When my paper on asthma mechanisms was in an interminable process of review at various journals, some people described my research approaches as overly ambitious, naïve, risky and untenable. I too had to ask myself whether I might be an unrealistic dreamer. At the same time, my mother kept telling me, “What has a scientist got, if not the doggedness of her gut? Just follow your heart.” I am deeply excited to be a part of the College of Health, because I feel free to dream, try, fail and try again here. Having been at the College of Health for about two weeks now, I am awed not only by the scope of the vision at the College, but also by the speed with which we are executing such vision.

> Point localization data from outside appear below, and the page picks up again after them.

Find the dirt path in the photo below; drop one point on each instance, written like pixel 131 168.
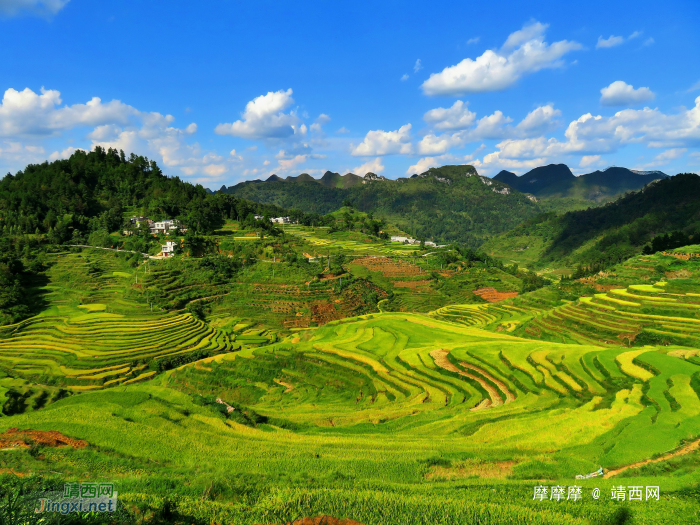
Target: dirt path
pixel 500 384
pixel 690 447
pixel 440 358
pixel 289 386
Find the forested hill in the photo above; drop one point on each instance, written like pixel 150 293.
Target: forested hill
pixel 94 191
pixel 609 233
pixel 451 203
pixel 556 180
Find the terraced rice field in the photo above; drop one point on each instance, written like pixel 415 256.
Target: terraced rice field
pixel 638 314
pixel 102 349
pixel 383 369
pixel 321 240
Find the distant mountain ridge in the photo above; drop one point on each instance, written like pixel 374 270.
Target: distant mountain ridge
pixel 609 233
pixel 557 180
pixel 450 203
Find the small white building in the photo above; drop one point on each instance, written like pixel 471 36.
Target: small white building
pixel 169 248
pixel 165 226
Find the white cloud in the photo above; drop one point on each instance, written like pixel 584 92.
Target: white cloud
pixel 590 160
pixel 317 126
pixel 438 144
pixel 14 153
pixel 264 118
pixel 539 121
pixel 619 93
pixel 26 113
pixel 493 163
pixel 426 163
pixel 611 41
pixel 665 157
pixel 374 166
pixel 491 127
pixel 524 52
pixel 66 153
pixel 423 165
pixel 614 41
pixel 379 142
pixel 593 135
pixel 456 117
pixel 40 7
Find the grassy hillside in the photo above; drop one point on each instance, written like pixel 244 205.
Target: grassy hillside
pixel 389 418
pixel 606 234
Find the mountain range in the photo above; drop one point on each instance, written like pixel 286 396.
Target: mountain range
pixel 450 203
pixel 557 180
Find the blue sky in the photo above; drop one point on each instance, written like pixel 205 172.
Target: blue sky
pixel 220 91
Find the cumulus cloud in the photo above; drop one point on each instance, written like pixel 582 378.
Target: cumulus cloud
pixel 38 116
pixel 65 154
pixel 40 7
pixel 374 166
pixel 453 118
pixel 26 113
pixel 490 127
pixel 379 142
pixel 594 135
pixel 524 52
pixel 590 160
pixel 18 154
pixel 317 126
pixel 539 121
pixel 264 118
pixel 611 41
pixel 665 157
pixel 619 93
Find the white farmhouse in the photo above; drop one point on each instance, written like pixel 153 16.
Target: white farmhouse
pixel 165 226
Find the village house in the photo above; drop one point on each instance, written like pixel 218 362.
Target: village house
pixel 135 223
pixel 166 226
pixel 169 248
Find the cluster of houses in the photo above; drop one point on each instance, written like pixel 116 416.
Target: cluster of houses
pixel 276 220
pixel 411 240
pixel 156 227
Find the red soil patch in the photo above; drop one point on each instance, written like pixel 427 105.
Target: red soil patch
pixel 411 284
pixel 389 267
pixel 683 256
pixel 14 437
pixel 493 296
pixel 323 520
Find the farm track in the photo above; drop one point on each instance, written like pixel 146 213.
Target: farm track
pixel 687 449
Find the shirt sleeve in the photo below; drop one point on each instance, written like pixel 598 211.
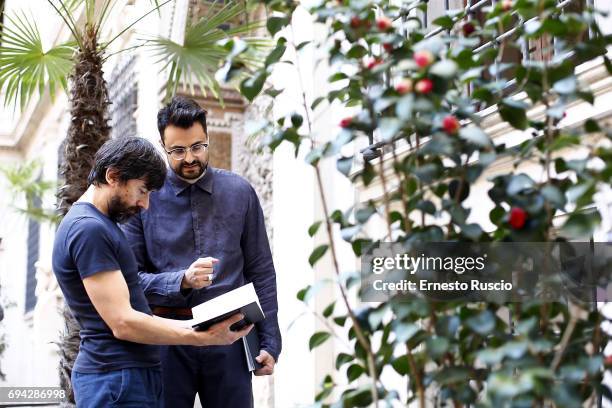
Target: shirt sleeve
pixel 160 288
pixel 259 269
pixel 92 247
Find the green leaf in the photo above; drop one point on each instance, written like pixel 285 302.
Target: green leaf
pixel 354 371
pixel 25 68
pixel 275 24
pixel 437 346
pixel 483 323
pixel 317 339
pixel 197 59
pixel 317 254
pixel 312 230
pixel 302 293
pixel 277 52
pixel 591 126
pixel 514 113
pixel 445 22
pixel 553 195
pixel 401 366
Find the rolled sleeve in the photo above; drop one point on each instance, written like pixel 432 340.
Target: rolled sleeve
pixel 259 269
pixel 160 288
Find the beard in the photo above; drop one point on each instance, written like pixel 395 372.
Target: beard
pixel 119 211
pixel 191 171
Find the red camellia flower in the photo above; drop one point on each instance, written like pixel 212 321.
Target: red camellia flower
pixel 371 63
pixel 468 28
pixel 404 86
pixel 450 124
pixel 346 122
pixel 355 22
pixel 384 23
pixel 518 217
pixel 424 86
pixel 423 58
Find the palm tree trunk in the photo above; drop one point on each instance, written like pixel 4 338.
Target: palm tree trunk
pixel 87 132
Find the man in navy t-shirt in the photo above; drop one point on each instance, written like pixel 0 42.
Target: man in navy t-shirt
pixel 118 362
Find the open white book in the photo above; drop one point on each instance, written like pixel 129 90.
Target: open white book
pixel 240 300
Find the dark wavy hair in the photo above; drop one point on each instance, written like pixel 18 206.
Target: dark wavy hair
pixel 180 112
pixel 132 158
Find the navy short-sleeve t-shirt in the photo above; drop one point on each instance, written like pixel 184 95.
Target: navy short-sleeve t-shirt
pixel 88 242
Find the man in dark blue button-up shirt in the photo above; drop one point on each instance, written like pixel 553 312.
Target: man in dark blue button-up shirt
pixel 202 236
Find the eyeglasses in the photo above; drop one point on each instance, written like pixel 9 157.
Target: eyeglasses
pixel 180 153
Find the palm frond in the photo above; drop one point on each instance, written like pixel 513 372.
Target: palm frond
pixel 25 67
pixel 196 61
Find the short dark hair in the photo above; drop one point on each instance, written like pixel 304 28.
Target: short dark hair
pixel 181 112
pixel 132 158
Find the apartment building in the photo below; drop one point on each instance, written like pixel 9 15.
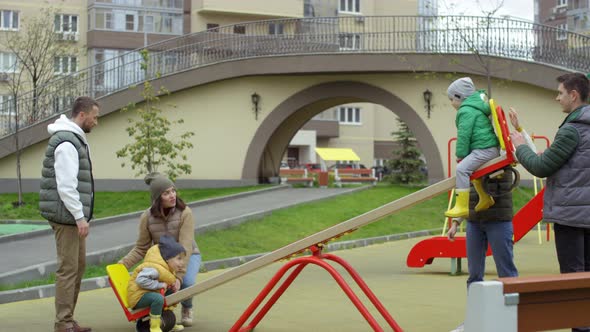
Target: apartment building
pixel 572 15
pixel 108 29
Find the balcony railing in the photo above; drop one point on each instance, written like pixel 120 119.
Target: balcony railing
pixel 505 38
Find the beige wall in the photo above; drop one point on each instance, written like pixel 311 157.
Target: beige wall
pixel 282 8
pixel 221 116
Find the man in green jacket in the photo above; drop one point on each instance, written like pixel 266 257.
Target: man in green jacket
pixel 476 143
pixel 566 165
pixel 66 200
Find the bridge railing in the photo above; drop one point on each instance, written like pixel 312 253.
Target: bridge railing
pixel 498 37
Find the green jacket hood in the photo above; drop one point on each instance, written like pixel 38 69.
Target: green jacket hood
pixel 479 101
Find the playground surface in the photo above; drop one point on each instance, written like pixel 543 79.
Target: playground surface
pixel 424 299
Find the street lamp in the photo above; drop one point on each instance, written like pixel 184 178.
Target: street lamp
pixel 427 94
pixel 255 101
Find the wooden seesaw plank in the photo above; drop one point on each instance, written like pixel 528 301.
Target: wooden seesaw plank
pixel 320 237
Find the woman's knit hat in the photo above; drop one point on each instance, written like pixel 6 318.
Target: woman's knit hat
pixel 158 184
pixel 461 88
pixel 169 248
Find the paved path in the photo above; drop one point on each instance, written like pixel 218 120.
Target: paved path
pixel 41 249
pixel 420 300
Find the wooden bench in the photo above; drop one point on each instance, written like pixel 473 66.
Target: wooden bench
pixel 354 176
pixel 295 176
pixel 535 303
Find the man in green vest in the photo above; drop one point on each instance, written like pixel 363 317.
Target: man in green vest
pixel 66 200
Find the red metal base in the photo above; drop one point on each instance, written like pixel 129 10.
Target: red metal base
pixel 318 259
pixel 425 251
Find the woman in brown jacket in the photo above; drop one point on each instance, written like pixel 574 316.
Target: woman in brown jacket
pixel 168 214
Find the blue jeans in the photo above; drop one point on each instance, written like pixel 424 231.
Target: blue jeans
pixel 194 264
pixel 499 235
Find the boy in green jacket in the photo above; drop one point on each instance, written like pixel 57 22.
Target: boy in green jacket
pixel 476 143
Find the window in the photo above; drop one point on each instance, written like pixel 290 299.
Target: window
pixel 562 32
pixel 7 62
pixel 66 23
pixel 352 6
pixel 65 64
pixel 240 29
pixel 275 28
pixel 7 123
pixel 349 115
pixel 8 20
pixel 349 41
pixel 146 23
pixel 214 27
pixel 104 20
pixel 129 22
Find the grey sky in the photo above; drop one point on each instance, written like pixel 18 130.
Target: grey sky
pixel 515 8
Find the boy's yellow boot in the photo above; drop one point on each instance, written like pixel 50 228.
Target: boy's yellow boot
pixel 155 323
pixel 461 208
pixel 485 200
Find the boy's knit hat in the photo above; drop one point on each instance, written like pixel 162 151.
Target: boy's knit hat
pixel 169 248
pixel 461 88
pixel 158 184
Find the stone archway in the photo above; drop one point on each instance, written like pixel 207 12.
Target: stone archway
pixel 284 121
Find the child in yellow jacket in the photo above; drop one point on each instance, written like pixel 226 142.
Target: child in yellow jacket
pixel 158 271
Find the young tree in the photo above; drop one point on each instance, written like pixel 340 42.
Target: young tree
pixel 36 46
pixel 406 165
pixel 151 148
pixel 479 39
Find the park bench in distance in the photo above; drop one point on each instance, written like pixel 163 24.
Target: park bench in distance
pixel 295 176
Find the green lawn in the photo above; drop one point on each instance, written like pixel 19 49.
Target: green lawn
pixel 288 225
pixel 111 203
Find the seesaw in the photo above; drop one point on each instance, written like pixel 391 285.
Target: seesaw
pixel 314 243
pixel 425 251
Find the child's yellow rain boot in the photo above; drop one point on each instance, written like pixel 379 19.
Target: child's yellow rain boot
pixel 155 323
pixel 461 208
pixel 485 200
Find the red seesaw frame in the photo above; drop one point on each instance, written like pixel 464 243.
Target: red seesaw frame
pixel 319 259
pixel 424 252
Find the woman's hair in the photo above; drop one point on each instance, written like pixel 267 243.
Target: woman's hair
pixel 157 209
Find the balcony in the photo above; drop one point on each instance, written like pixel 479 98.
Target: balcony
pixel 259 8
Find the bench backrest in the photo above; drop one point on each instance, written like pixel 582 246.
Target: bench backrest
pixel 301 172
pixel 342 171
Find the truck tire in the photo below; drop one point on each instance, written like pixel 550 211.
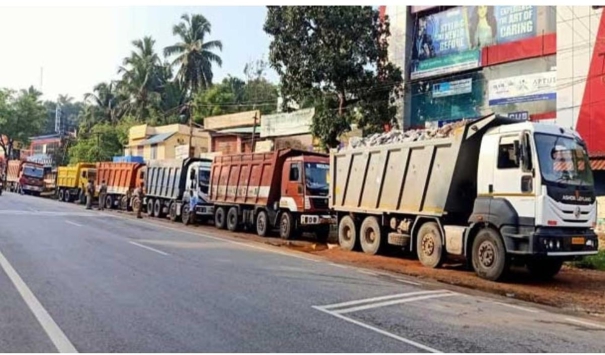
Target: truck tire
pixel 232 219
pixel 150 207
pixel 287 229
pixel 220 220
pixel 157 209
pixel 544 269
pixel 489 255
pixel 262 226
pixel 347 233
pixel 370 236
pixel 429 245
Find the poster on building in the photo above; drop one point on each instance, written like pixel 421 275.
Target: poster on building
pixel 523 88
pixel 451 41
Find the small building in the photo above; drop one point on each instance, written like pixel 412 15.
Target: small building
pixel 164 142
pixel 233 133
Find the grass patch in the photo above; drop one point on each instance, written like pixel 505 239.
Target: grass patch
pixel 594 262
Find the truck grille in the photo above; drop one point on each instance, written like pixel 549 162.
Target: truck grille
pixel 320 203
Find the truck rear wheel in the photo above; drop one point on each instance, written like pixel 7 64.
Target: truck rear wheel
pixel 232 219
pixel 219 218
pixel 489 255
pixel 544 269
pixel 429 245
pixel 150 207
pixel 370 236
pixel 347 233
pixel 262 226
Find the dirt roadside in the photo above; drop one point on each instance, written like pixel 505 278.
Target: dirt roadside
pixel 575 290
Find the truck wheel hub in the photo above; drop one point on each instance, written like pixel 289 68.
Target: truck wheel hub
pixel 486 254
pixel 428 245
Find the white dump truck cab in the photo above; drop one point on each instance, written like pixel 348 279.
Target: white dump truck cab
pixel 534 187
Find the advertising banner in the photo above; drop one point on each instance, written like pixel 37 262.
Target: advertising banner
pixel 451 41
pixel 523 88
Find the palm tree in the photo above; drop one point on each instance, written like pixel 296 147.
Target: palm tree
pixel 194 56
pixel 142 74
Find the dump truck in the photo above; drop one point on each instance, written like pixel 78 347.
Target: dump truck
pixel 121 180
pixel 286 188
pixel 25 176
pixel 171 186
pixel 495 193
pixel 72 181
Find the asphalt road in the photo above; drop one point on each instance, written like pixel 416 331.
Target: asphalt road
pixel 86 281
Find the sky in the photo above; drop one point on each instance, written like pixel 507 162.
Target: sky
pixel 80 47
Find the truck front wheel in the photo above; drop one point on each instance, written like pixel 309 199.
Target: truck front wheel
pixel 489 255
pixel 219 218
pixel 370 236
pixel 429 246
pixel 232 219
pixel 544 269
pixel 286 226
pixel 347 233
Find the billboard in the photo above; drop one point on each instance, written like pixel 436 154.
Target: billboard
pixel 451 40
pixel 523 88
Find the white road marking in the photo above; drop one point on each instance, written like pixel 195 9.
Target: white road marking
pixel 595 325
pixel 378 330
pixel 56 335
pixel 518 307
pixel 409 282
pixel 381 298
pixel 148 248
pixel 394 302
pixel 74 223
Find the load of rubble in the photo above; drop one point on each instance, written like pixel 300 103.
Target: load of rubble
pixel 397 136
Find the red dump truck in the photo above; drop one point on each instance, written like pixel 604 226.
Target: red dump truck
pixel 286 188
pixel 27 176
pixel 121 180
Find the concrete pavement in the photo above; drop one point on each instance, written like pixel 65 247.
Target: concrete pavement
pixel 114 284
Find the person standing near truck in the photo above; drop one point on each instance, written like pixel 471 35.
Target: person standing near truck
pixel 89 193
pixel 102 195
pixel 139 194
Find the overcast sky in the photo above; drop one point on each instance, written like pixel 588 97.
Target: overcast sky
pixel 79 47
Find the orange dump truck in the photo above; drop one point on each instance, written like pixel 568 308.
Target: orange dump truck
pixel 286 188
pixel 121 180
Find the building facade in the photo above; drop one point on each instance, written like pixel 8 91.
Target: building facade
pixel 164 142
pixel 542 63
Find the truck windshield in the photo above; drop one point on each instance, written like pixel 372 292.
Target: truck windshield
pixel 316 178
pixel 34 172
pixel 563 160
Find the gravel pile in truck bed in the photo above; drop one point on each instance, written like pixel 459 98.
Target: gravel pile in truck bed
pixel 397 136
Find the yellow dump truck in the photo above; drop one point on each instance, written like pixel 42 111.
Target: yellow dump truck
pixel 72 180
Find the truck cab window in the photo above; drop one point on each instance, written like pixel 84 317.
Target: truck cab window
pixel 294 172
pixel 506 156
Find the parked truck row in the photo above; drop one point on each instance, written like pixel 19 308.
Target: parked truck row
pixel 497 192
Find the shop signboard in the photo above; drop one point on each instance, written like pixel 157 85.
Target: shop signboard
pixel 523 88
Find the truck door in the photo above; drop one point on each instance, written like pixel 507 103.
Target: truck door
pixel 292 187
pixel 512 181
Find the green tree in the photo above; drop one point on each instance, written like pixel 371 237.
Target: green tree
pixel 336 58
pixel 194 56
pixel 22 116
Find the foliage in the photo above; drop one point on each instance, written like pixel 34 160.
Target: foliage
pixel 22 116
pixel 336 58
pixel 194 56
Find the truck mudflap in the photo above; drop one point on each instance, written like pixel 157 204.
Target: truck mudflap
pixel 308 220
pixel 564 243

I feel like a molecule in an active incubator.
What do you anticipate the focus of your work will be here at Lehigh?
I expect to continue to pursue environmental origins of asthma. That is, I hope to collaboratively start a study of asthma for children within and around the Lehigh Valley. Until now, understanding such risks has been prevented by prohibitively expensive data collection costs. To date, our team has preliminarily identified an immune system ‘switch’ which predisposes infants and toddlers to non-allergic and severe asthma. We are in the process of replicating such immune switches in another prospective birth cohort. I want to provide a safe and free space for my students to ask crazy questions, work well with one another, try a new approach, fail without fear, and try again.
The College of Health is being launched very specifically with a focus on 'population health.' Why does this field have the potential to be so impactful in the years to come?
If I may use my line of research as an example, within the U.S., there is a great disjoint between the status quo of dealing with asthma sufferers and the true needs of the population. For example, about 50 percent of asthmatics in the U.S. are not helped by current asthma treatments. Yet, we continue to treat all asthmatics as if they suffer from a single disease and give them the same medication. This is at least partly responsible for our annual expense of $56 billion per year on asthma alone. My most immediate research goal is to identify avoidable causes for high-risk infants/toddlers, and alter the trajectory of such children at the most opportune window of their development.